VMWare Player Prebuilt Virtual Machines
January 6th, 2006 by Mark Rittman
Spotted
via
Duncan Lamb’s site: the
"Community Virtual
Machines" page on the VMWare website, where you can download prebuilt
virtual machines for use with VMWare and the new (free) VMWare Player,
including:
- Debian Sarge 3.1
- Fedora Core 4
- Fedora Core 5 Test 1
- FreeBSD 6.0
- KDE on SuSE OSS 10.0
- Kubuntu (KDE on
Ubuntu)
Of course there’s the standard "supported" VMs as well, including ones for
Ubuntu,
SuSE 10,
Oracle on Red Hat and
mySQL on SuSE. Sounds
like an excellent way to try out a new distro or development environment without
worry about laptop hardware compatibility.

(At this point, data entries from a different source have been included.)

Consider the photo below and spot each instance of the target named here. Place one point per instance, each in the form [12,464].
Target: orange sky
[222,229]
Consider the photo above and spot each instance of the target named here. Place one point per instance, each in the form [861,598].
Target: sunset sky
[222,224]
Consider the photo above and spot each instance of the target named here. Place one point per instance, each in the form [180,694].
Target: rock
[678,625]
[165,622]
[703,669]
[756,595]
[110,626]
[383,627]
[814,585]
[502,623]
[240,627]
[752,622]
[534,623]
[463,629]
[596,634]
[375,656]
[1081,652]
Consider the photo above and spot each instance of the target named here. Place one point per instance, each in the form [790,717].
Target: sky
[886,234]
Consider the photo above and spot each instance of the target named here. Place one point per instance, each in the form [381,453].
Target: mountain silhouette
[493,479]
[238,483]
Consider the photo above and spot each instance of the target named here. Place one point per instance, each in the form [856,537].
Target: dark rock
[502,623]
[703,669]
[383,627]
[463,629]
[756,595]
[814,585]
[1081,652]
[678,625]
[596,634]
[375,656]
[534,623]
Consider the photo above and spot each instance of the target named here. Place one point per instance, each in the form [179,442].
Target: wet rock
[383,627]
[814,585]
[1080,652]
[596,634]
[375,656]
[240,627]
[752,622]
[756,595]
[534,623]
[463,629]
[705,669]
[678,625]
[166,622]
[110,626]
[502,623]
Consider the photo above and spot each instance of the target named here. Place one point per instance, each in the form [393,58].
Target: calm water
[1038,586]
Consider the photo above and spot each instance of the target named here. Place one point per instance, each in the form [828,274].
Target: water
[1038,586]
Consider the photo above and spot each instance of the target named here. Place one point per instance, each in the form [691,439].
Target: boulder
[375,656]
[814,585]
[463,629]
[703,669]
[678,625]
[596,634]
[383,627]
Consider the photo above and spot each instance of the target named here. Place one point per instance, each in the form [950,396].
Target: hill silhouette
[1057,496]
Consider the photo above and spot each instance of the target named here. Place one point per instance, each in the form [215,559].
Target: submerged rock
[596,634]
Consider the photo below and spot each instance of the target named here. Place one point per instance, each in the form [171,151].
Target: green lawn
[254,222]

January 7th, 2006 at 12:12 am
I already have a bunch of CentOS (free clone of Redhat) VMs built with the main Oracle tools and examples loaded on them. I want to post them on the net, but I can’t afford the bandwidth, anyone have a site I can post them on? or at least seed a BitTorrent download from?
January 7th, 2006 at 7:05 pm
Matt, do you have any idea how much bandwidth hosting the torrent would take? If it’s going to be no more than 5-10Gb I’d be happy to host it. But - are we able to redistribute the Oracle software? I somehow suspect not, that’s why XE was marketed as being “freely redistributable”…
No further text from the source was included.